Szopek świnia badana i zdrowa, o to sie nie martwie. Kurcze bo tak sobie mysle ze powinnam dawac te cielęciny i te kroliki i jagniaczki, a on ze sloiczka nie chce. Jak byl młodszy to wcinał, teraz ma gdzies jak pisalam wyżej.
Panno Migotko troche mnie pocieszylas ze twoje dziecko tez zjada mleko jako wiekszosc posiłków, myslalam ze tylko moj...uff
 
reklama
Szopek, a ile dajesz w sumie mleka w ml? Bo jak na moje oko to chyba nie za dużo w porcjach.
Mój największy zgryz jest taki, że ona nie chce nic stałego jeść, bo ma odruch wymiotny i dławi się, krztusi, a ja się denerwuje, że mi się udusi.

Od tygodnia daje 230 ml mleka z 2 markami kleiku, wcześniej 210( też z kleikiem). Teraz sprawdziłam to na opakowaniu pisze, że dobrze 230 ml 3-4 razy dziennie.

Miku nie miał kłopotów ze stałym jedzeniem. Teraz nie ma tylko kłopotu z chrupkami. Jak był chory jadł tylko zupki i mleko i teraz się rozleniwił i się dławi.Nic to próbuje ale średnio mu idzie. Bananem to się dławił zawsze . On myśli, że napakuje do buzi jak chrupki i mu się rozpuści. Efekt jest taki, ze już kiedyś musieliśmy wsadzać paluchy do gardła, żeby go "oddławić".
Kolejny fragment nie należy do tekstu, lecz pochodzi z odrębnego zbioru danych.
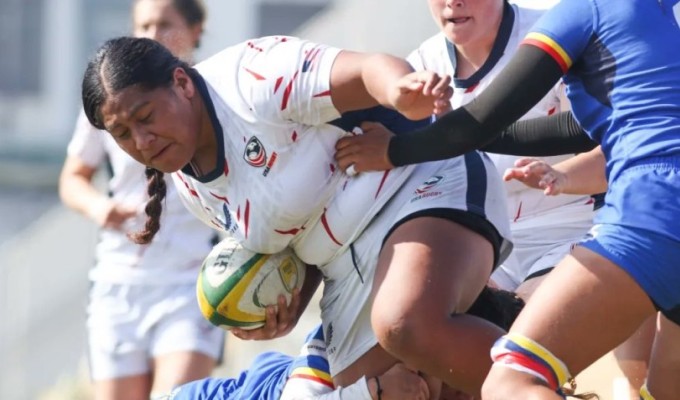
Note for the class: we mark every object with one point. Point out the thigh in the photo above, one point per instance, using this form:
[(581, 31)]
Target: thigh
[(173, 369), (437, 266), (135, 387), (584, 308)]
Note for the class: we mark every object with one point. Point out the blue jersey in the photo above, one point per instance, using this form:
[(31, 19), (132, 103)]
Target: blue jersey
[(611, 51), (267, 376)]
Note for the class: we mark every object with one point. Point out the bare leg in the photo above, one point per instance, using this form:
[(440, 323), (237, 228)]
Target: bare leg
[(430, 268), (633, 356), (664, 367), (584, 308), (135, 387), (180, 367)]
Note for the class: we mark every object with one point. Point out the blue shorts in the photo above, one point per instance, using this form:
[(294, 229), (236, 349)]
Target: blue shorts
[(639, 230)]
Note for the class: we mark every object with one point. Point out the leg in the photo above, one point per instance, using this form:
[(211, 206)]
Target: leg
[(438, 268), (135, 387), (578, 323), (180, 367), (664, 367), (633, 356)]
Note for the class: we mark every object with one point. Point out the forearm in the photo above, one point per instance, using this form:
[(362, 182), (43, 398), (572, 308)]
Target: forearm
[(554, 135), (585, 173), (530, 74)]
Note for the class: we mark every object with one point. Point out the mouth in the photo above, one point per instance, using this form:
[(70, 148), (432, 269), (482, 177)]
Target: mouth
[(458, 20)]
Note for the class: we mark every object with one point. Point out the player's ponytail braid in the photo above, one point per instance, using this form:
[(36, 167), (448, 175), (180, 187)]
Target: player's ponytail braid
[(156, 189)]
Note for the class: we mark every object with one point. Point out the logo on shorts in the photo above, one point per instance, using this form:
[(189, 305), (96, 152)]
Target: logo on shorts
[(255, 154), (425, 190), (429, 184), (328, 333)]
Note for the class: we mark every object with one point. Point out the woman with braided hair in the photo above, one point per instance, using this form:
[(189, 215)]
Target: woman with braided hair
[(145, 332)]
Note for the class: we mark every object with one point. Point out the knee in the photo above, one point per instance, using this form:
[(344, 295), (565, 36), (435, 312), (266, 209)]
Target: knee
[(398, 330)]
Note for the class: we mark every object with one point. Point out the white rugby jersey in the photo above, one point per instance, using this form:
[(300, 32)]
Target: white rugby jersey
[(277, 183), (177, 251), (438, 54)]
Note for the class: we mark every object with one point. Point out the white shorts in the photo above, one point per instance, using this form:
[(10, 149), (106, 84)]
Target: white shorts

Kurcze bo tak sobie mysle ze powinnam dawac te cielęciny i te kroliki i jagniaczki, a on ze sloiczka nie chce. Jak byl młodszy to wcinał, teraz ma gdzies jak pisalam wyżej.
Panno Migotko troche mnie pocieszylas ze twoje dziecko tez zjada mleko jako wiekszosc posiłków, myslalam ze tylko moj...uff

Ja kupuję królika w słoiczku ( jakaś potrawka z gerbera) i dodaję do niego swoje gotowane warzywa. To kupne danie jest rzadkie a ja swoje warzywa tylko drobię widelcem. To zjada a np. rosołu ze słoika nie zje.